Markiewicz: The new consoles came along too late in development to shape the design in any way. That said, we added some adaptive trigger support on PS5, and adding activity cards gave us an extra way to nudge players in the right direction while providing just a bit more color. On XSX/S, we didn’t use any obviously player-facing new features but did take advantage of some recent SDK additions that made my life significantly easier. We have, of course, cranked the settings way up for the newer consoles. UE4’s Device Profiles made this delightfully easy!
What challenges did you face when developing a game for two generations of platforms, PC, and the Nintendo Switch, and how did you overcome them?
Markiewicz: We’re lucky in that our visual design allows for a pretty lean memory profile, and isn’t as taxing on graphics hardware as something that required more realistic, lived-in-looking worlds would be, so going (or rather staying) multi-platform was less of a challenge than it could have been. The Switch was, of course, our main bottleneck in terms of memory, CPU, and GPU. We used the Animation Budgeting plugin to help keep CPU performance reasonable-ish on enemy turns and made the tough decision to disable dynamic shadows on Switch to maintain visual fidelity and framerate consistency.
The new generation brought about some issues with networking as well. On PS5, in particular, we had to implement friend-session finding ourselves. Similarly, system-level friend invites on Switch were a reasonably recent addition, so we had to go in and manually implement those. Luckily, UE4’s Online Subsystem architecture is pretty consistently implemented and easy to read, so it was mostly a matter of aping what was already there while staring at Sony and Nintendo’s documentation. I don’t think anyone jumping into a UE4 (or UE5) project right now will have to worry about these issues though. Plus, there’s Epic Online Services!
Gajentaan: Despite our years of experience, we’ve never developed a game on so many platforms simultaneously (PC, PS4, PS5, Xbox One, Xbox Series X, Switch). Of course, the game needs to be playable both on Switch when handheld and when docked, so you can count that as almost two platforms. What’s more, some of these platforms come in different flavors, so there’s a need to also tune the game for Xbox One X, PS4 Pro, and Xbox Series S in addition to their base models to create the best possible experience. And finally, our game supports split-screen co-op play.

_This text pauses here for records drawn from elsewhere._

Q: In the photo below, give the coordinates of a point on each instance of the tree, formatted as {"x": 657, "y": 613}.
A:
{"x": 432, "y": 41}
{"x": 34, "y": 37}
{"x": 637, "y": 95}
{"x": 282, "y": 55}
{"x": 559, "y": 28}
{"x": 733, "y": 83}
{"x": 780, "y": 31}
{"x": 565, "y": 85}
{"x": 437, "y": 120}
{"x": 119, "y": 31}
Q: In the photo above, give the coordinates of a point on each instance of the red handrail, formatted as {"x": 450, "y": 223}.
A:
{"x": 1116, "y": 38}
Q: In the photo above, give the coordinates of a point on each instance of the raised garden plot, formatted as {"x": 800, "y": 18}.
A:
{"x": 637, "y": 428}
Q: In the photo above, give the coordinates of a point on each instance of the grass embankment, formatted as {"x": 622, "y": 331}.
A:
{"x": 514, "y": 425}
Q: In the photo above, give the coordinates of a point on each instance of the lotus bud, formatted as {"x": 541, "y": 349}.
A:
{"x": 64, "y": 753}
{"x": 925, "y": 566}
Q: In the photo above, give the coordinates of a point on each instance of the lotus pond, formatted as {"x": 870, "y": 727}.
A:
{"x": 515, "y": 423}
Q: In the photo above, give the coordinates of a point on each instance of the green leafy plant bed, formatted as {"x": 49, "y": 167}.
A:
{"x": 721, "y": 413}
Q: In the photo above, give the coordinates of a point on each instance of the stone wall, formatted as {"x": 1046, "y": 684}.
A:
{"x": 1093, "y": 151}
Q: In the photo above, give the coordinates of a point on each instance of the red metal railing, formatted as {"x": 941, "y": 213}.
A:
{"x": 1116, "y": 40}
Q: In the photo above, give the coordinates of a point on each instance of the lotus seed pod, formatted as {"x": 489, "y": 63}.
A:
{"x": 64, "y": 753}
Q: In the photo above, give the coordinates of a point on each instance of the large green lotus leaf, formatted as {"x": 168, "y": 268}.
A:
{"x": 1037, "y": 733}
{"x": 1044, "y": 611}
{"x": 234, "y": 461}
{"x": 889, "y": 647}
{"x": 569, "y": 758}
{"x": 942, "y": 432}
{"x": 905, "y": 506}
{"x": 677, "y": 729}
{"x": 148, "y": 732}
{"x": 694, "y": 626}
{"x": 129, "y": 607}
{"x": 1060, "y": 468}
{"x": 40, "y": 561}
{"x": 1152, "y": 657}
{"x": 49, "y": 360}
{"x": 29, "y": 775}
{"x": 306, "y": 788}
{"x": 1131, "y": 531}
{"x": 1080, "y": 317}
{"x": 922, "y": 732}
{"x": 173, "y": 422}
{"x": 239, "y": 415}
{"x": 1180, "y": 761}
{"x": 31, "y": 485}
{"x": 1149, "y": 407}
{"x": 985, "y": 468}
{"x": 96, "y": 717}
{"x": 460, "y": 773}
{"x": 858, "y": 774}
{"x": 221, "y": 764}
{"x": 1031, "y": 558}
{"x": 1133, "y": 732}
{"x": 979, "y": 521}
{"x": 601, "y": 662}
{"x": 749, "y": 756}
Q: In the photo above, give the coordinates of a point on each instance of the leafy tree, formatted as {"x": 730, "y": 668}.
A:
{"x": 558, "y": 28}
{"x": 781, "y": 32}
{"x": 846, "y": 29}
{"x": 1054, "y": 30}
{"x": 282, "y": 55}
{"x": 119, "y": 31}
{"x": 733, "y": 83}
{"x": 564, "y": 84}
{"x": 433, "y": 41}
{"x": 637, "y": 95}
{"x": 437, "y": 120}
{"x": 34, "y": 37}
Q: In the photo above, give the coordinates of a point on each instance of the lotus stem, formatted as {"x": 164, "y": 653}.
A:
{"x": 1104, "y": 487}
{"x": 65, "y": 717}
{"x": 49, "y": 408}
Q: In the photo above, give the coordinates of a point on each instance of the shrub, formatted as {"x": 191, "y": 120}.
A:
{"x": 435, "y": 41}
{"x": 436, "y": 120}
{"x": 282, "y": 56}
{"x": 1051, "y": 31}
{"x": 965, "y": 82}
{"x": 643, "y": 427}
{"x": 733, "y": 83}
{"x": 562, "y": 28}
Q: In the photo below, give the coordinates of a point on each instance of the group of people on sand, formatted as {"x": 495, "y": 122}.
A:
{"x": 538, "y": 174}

Thankfully, UE4 has an enormous amount of scalability parameters and settings that can be used to tune the content and rendered output for each possible scenario. I call these scenarios, as split-screen would nearly always require different settings from full screen.
To keep my head above the water, I kept track of all these parameters and their values in a spreadsheet, so I could see how each platform/scenario compared to the other. And of course, I investigated what each parameter does and how it influences the visuals and performance.
For several platforms, we use dynamic resolution for when things get a little heavy on the GPU. For scenarios on the lower-end hardware, materials are simplified using Quality Switch nodes and non-essential detail meshes and particles are hidden using Detail Mode. LOD distances, shadows, post-process quality, foliage density, screen resolutions, and many, many others are scaled to best fit each scenario.
Image courtesy of Implausible Industries
What excites you and your team the most about the long-term possibilities of next-gen hardware and Unreal Engine?
Willacy: I’m looking forward to playing around with MetaSounds in UE5, personally. I love working with audio and I hope people can see that with the audio in RESEARCH and DESTROY. It looks like MetaSounds will allow even more gameplay-entangled audio madness.
In terms of hardware, I just look forward to the day when you can care a little less about a lot of the busy work that's necessary to make games. I think we’re taking our first steps down that road, particularly when this new hardware is in lockstep with some of the stuff in UE5.
Markiewicz: Nanite combined with the fast loading times of modern consoles (and PCs) has me really excited for the potential of scale (and dynamic changes thereof) in gameplay.